Прокоп читал совершенно непредубежденным тоном. Все очень сложно, тебя захлестывает поток незнакомых понятий, имен, и мозг не в силах постичь их, несмотря на самую твердую решимость сосредоточиться. Сначала слушали затаив дыхание, потом постепенно, один за другим, малодушно сдавались. Конца нет! Тепло от американской печки погружало в сон, мозг окутывало тупое бессилие. Как можно понять такое? — думал Павел. — Зачем он это читает? Готов поклясться, он и сам ничего не понимает, авгур! Зачем нас-то мучает? Павел заметил, что все грызут соленые палочки, запивают чаем, переговариваются глазами. Бацилла собачьим умоляющим взглядом вперился в младшую барышню Карасову, а та, обалдевая от скуки, царапала ногтем подлокотник кресла. Все облегченно вздохнули, когда Прокоп захлопнул книгу.

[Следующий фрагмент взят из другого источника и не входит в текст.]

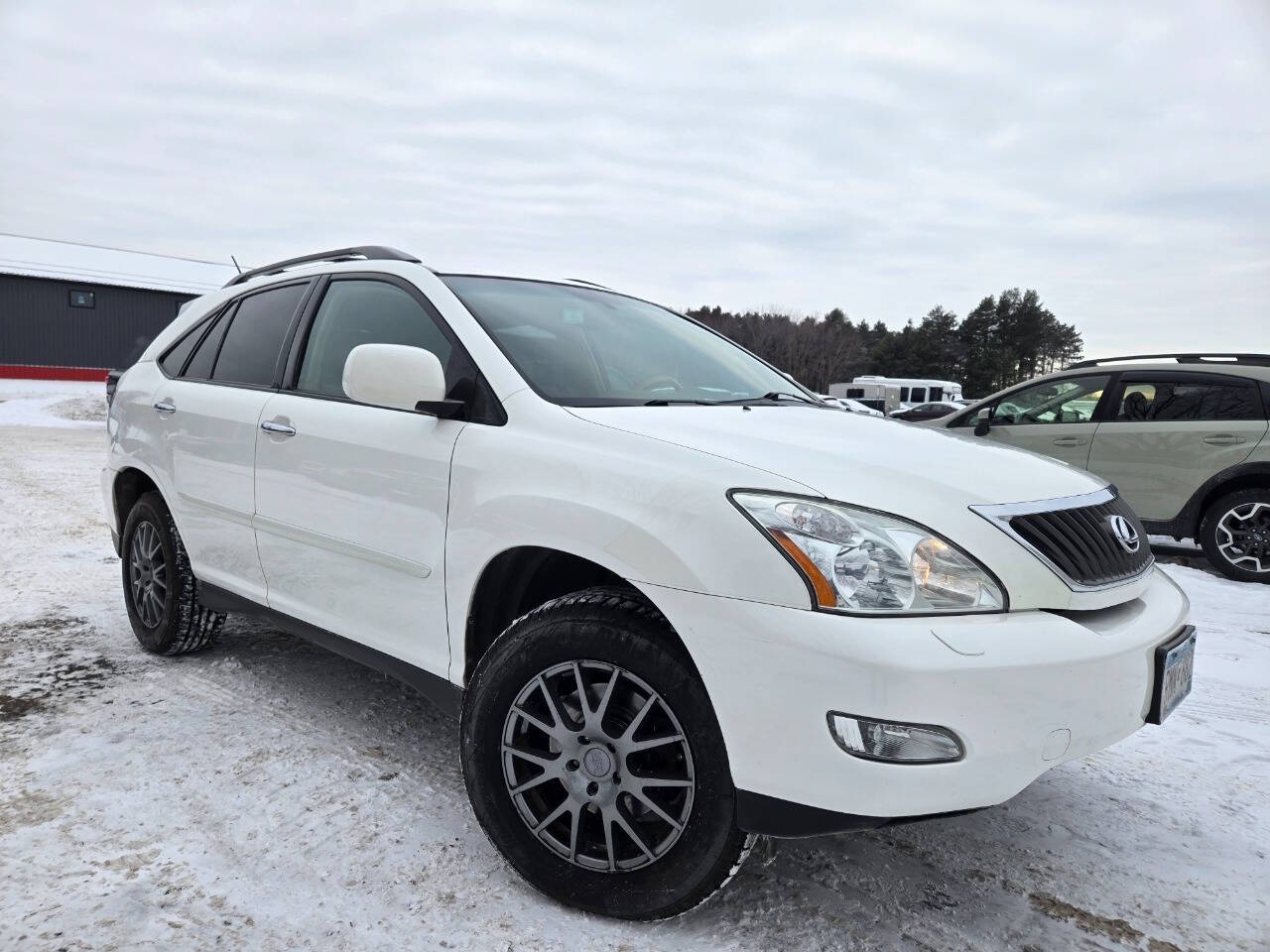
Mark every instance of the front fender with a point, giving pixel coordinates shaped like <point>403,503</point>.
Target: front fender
<point>648,512</point>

Часы с колонками протенькали одиннадцать, все поднялись с необычайной охотой, повторился обычный ритуал прощания. На пороге прихожей Павел попросил Прокопа дать ему на время «Капитал» — тот лишь изумленно поднял брови. «Как тебе и в голову-то пришло? Впрочем, не жалей — сочинение умное, да не пища это для нетренированного мозга. Значит, через неделю увидимся! Смерть оккупантам!» Он хлопнул Павла по спине и заторопился к Даше, которая ожидала его в облаке табачного дыма.

На том все и кончилось, в следующий раз читали Дарвина, дни стремительно неслись вперед, но ничего не происходило.

И вот как-то раз, неожиданно для себя самого, после того, как были прослушаны известия из Лондона, Павел вдруг сказал:

— А что же мы?.. Давайте тоже что-нибудь предпримем! Я думаю...

Все удивленно воззрились на него, словно он заговорил по-эскимосски. Это его взбесило. Он смущенно взъерошил волосы:

— Я имею в виду... сделать что-нибудь, а?

Кто-то выключил приемник, наступила тягостная пауза. Павел отыскал глазами лицо Прокопа, желтоватое от света лампы, процеженного сквозь абажур; Прокоп изучающе глядел на него.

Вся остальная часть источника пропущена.